The controversy got worse when mainstream media outlets started finding examples of “hate speech” in videos of large YouTubers such as PewDiePie (although the examples were taken out of context, and PewDiePie’s words misconstrued), and threatening major advertisers with the information. Because major advertisers don’t want their products being advertised on such videos, they have all started to leave YouTube as a platform. However, the reasons behind these advertisers leaving goes deeper than it appears on the surface.
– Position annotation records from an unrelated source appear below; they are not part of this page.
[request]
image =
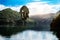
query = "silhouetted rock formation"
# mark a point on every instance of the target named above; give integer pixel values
(55, 26)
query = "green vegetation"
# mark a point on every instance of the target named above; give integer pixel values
(14, 22)
(55, 26)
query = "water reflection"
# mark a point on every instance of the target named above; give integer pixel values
(32, 35)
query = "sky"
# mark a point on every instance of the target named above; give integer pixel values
(36, 7)
(32, 35)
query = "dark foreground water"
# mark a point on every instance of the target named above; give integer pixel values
(32, 35)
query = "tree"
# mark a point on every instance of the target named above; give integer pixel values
(24, 11)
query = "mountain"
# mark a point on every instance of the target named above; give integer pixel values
(9, 15)
(43, 21)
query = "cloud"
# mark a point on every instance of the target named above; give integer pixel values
(42, 8)
(36, 8)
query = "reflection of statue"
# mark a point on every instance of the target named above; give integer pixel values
(24, 13)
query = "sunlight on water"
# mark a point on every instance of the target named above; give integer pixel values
(32, 35)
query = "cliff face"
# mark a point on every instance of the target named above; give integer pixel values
(8, 15)
(55, 25)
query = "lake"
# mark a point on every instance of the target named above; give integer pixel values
(32, 35)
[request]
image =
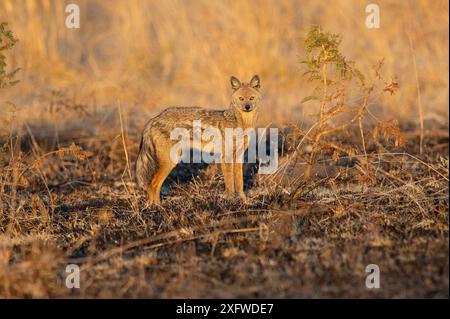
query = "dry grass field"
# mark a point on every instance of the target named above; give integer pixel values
(70, 128)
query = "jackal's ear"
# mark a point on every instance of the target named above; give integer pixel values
(235, 83)
(255, 82)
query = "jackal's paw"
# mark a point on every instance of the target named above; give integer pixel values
(243, 198)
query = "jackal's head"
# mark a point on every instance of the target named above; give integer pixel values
(246, 96)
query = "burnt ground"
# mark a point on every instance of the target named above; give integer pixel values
(293, 239)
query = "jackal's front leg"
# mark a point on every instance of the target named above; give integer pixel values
(227, 170)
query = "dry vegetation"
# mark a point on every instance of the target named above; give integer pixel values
(376, 151)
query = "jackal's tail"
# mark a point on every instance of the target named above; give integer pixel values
(146, 162)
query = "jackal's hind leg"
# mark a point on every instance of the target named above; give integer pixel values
(159, 178)
(227, 170)
(238, 178)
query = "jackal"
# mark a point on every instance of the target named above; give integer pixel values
(154, 163)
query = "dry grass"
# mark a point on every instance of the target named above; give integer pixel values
(66, 194)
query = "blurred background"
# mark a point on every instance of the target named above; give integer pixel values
(153, 54)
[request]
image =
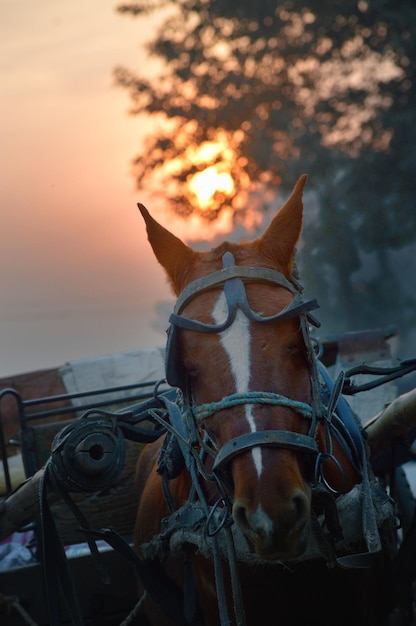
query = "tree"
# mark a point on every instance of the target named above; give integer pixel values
(261, 93)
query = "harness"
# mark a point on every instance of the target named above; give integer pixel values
(185, 447)
(233, 280)
(327, 408)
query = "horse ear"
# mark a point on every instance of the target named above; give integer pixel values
(280, 238)
(174, 256)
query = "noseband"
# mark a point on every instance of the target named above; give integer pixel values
(233, 278)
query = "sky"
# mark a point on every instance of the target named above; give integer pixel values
(77, 276)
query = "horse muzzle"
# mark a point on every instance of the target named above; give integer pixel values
(283, 536)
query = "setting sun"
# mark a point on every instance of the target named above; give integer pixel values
(204, 185)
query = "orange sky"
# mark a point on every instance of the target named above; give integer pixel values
(77, 277)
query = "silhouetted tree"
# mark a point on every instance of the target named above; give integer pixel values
(323, 87)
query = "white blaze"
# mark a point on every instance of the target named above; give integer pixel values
(236, 342)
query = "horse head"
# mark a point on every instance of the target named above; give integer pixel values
(240, 351)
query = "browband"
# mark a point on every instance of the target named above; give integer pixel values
(246, 272)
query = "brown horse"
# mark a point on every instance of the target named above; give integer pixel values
(261, 484)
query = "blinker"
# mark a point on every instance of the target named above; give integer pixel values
(233, 279)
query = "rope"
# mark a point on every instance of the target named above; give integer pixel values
(13, 602)
(251, 397)
(135, 611)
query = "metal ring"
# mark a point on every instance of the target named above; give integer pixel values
(319, 474)
(222, 521)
By shrouding Google’s YouTube in controversy, it makes advertising on the platform seem like a less than viable option for most advertisers. This causes advertisers to find a more “respectable” medium in which to advertise their products. Two of the most prominent advertisers who have pulled out are AT&T and Verizon, who spend a cumulative $3.5 Billion on advertising per year. Here’s where it gets sticky. AT&T, who pulled out from YouTube under the guise of “too much objectionable content”, owns major television companies such as HBO, TNT, TBS, Warner Brothers, and CNN. Guess who competes with major companies such as these? Independent entertainment and news channels on YouTube.
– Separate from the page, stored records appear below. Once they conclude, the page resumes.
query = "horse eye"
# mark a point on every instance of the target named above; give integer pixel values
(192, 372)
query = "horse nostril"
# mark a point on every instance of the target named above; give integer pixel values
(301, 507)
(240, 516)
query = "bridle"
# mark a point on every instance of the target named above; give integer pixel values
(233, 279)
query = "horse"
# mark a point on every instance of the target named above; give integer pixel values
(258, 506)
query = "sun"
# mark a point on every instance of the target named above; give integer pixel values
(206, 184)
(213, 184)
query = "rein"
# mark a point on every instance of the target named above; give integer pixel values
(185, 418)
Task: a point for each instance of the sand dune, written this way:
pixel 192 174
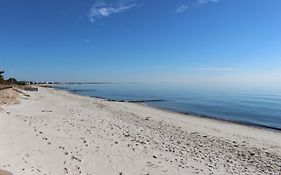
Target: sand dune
pixel 55 132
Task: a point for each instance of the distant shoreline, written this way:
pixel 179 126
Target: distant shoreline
pixel 59 132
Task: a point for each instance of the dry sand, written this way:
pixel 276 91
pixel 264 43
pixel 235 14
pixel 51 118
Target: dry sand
pixel 54 133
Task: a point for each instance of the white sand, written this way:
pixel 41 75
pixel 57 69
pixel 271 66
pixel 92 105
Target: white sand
pixel 55 133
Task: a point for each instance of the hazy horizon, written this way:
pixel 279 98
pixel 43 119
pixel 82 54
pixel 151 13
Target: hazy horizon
pixel 200 42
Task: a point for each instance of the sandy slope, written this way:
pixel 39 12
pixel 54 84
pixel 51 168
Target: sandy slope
pixel 55 132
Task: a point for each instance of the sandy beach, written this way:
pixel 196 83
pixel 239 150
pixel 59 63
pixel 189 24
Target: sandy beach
pixel 54 132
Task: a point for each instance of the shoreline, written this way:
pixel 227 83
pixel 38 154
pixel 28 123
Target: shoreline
pixel 144 102
pixel 58 132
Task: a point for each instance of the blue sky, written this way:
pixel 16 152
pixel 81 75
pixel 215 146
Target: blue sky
pixel 198 41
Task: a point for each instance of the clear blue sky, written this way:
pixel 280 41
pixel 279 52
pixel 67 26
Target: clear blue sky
pixel 210 41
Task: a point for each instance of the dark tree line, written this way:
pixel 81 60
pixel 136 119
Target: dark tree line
pixel 1 76
pixel 8 81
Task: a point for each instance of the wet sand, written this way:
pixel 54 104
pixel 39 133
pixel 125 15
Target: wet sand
pixel 56 132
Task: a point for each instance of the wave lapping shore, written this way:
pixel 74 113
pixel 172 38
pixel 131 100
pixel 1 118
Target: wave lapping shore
pixel 56 132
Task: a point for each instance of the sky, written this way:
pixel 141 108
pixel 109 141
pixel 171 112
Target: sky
pixel 236 42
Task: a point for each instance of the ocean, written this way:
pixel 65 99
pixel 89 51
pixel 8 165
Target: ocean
pixel 246 106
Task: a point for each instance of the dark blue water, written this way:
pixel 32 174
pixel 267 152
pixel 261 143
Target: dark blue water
pixel 247 106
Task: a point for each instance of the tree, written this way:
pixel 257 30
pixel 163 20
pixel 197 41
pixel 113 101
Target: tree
pixel 1 76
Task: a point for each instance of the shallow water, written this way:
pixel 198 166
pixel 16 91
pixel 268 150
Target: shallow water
pixel 247 106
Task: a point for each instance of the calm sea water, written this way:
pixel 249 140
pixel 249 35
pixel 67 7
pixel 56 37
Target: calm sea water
pixel 247 106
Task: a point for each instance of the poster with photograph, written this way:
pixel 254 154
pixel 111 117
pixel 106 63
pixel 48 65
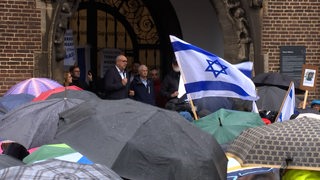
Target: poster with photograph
pixel 308 77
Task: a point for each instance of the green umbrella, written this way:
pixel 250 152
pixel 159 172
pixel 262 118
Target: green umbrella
pixel 225 125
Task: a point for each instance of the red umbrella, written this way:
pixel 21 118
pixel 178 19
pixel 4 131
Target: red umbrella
pixel 46 94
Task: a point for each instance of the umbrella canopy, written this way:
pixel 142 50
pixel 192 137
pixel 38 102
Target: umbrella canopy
pixel 56 151
pixel 271 98
pixel 76 94
pixel 140 141
pixel 225 125
pixel 46 94
pixel 293 144
pixel 38 119
pixel 253 173
pixel 8 161
pixel 57 169
pixel 33 86
pixel 12 101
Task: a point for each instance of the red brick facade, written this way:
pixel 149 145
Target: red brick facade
pixel 20 38
pixel 292 23
pixel 284 23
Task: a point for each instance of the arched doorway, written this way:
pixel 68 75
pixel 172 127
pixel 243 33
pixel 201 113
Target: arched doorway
pixel 102 29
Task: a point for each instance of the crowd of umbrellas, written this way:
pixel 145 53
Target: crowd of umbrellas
pixel 80 135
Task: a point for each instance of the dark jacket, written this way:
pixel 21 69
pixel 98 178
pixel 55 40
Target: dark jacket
pixel 170 84
pixel 114 89
pixel 141 92
pixel 81 84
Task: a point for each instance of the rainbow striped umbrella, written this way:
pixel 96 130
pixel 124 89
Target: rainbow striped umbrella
pixel 56 151
pixel 33 86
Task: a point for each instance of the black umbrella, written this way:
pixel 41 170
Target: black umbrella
pixel 35 123
pixel 74 94
pixel 140 141
pixel 57 169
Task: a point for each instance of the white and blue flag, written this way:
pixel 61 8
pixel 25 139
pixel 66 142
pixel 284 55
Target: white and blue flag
pixel 288 105
pixel 206 74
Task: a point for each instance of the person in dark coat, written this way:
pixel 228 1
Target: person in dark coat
pixel 143 86
pixel 116 83
pixel 169 90
pixel 77 81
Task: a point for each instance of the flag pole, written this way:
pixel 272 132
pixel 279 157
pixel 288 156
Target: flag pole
pixel 287 93
pixel 305 99
pixel 193 109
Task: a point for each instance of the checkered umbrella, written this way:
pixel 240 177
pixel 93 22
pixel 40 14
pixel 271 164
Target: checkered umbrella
pixel 293 144
pixel 57 169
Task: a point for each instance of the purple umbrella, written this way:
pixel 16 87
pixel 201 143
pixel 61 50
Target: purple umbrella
pixel 33 86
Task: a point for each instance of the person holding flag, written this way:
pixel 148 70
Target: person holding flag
pixel 207 75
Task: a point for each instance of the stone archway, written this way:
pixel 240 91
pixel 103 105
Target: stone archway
pixel 235 16
pixel 241 23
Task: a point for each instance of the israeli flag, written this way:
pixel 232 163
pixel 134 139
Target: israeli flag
pixel 206 74
pixel 288 105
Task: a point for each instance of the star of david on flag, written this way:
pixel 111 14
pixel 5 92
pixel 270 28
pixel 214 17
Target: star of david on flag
pixel 216 71
pixel 206 74
pixel 288 105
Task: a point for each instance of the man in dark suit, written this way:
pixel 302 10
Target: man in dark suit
pixel 115 80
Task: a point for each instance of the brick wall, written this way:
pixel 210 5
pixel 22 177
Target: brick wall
pixel 20 37
pixel 292 23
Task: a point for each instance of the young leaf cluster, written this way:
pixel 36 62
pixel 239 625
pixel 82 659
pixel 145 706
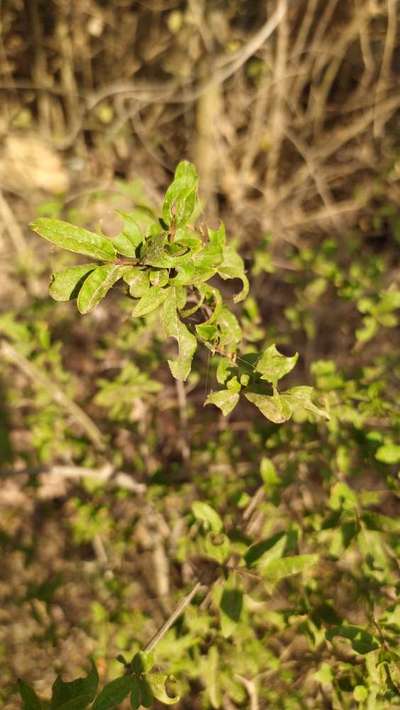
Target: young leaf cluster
pixel 174 269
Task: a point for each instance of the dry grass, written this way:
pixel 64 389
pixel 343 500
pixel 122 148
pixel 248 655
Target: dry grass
pixel 287 108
In the same way, Verizon has little to lose by creating the narrative that Google’s YouTube is a haven for objectionable content, because Verizon owns Yahoo!. By smearing the image of YouTube, these major corporations are practically forcing advertisers to leave YouTube as a platform. This gives major companies like AT&T and Verizon a chance to lure these advertisers back to their own “respectable” platforms.

As of now, more than 250 advertisers are boycotting YouTube – many out of fear for not boycotting, due to the extensive racism smear campaign created by mainstream media outlets and major corporations. Just two months ago, Eric Feinberg, CEO of GIPEC, a company which monitors online content, is quoted saying, “You look at corporate America’s ads in front of these videos, and it really has a reputational risk… the advertising community needs to take responsibility, go to YouTube, and threaten to pull their ads.” The media gladly gave Feinberg this platform, as it promotes the idea that YouTube is littered with objectionable content, thus driving advertisers back to their own websites.
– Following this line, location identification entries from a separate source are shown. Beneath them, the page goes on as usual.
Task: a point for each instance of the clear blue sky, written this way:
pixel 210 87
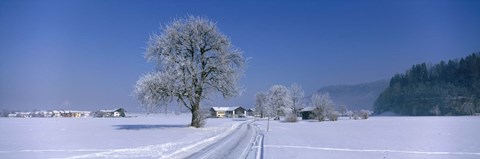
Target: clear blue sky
pixel 87 55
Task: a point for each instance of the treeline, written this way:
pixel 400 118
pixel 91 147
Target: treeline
pixel 447 88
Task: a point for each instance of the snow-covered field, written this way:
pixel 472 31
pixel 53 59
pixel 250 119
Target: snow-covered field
pixel 153 136
pixel 375 138
pixel 168 136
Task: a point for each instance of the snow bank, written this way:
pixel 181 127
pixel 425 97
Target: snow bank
pixel 145 136
pixel 377 137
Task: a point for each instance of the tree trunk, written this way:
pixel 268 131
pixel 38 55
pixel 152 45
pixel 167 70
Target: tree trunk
pixel 197 117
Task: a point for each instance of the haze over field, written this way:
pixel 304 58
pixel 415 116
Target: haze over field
pixel 87 55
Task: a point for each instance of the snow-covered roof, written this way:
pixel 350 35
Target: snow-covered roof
pixel 111 110
pixel 223 109
pixel 307 109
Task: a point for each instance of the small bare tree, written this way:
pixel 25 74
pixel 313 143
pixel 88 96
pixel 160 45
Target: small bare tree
pixel 279 101
pixel 323 105
pixel 261 106
pixel 194 59
pixel 297 94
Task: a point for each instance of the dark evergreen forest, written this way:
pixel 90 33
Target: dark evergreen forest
pixel 446 88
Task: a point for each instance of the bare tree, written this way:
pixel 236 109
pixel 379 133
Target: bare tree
pixel 297 94
pixel 194 59
pixel 261 106
pixel 323 105
pixel 279 101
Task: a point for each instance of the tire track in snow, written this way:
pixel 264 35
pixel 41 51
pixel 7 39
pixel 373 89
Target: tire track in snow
pixel 183 148
pixel 236 145
pixel 374 150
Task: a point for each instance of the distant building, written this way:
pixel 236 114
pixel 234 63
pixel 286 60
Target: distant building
pixel 229 112
pixel 308 113
pixel 250 112
pixel 120 112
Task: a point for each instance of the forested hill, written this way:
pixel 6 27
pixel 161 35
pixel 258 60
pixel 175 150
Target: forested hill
pixel 447 88
pixel 356 97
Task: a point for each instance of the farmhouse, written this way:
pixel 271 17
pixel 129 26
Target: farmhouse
pixel 120 112
pixel 307 113
pixel 250 112
pixel 229 112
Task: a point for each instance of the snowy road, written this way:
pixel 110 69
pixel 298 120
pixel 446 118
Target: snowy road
pixel 242 143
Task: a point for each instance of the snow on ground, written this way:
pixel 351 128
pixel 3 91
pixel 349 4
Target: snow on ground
pixel 152 136
pixel 375 138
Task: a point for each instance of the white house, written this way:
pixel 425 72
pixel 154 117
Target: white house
pixel 231 112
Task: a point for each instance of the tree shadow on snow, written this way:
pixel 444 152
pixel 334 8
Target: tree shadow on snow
pixel 146 127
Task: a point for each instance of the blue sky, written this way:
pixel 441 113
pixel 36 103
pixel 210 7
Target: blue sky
pixel 87 55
In a recent article about Feinberg it’s stated that, “Feinberg has spent the last few months finding ad-supported content linked to terror and hate groups, and pushing links and screen shots proving it happened to journalists in the U.K. and U.S.” Why would he do this you may ask? Well, it has to do with Google’s artificial intelligence that filters unsavory content from YouTube. Google recently stated that they are “beefing up their tech efforts and hiring more people to prevent placement of ads with unsavory content.” In response to this claim, Feinberg stated that he doubts Google can succeed in this task without, “violating my patent.” This means that a large part of the controversy was caused by GIPEC, out of fear that Google would violate their patent.

The controversy continues, but as to whether YouTube will continue as the free speech platform that it is, time will tell.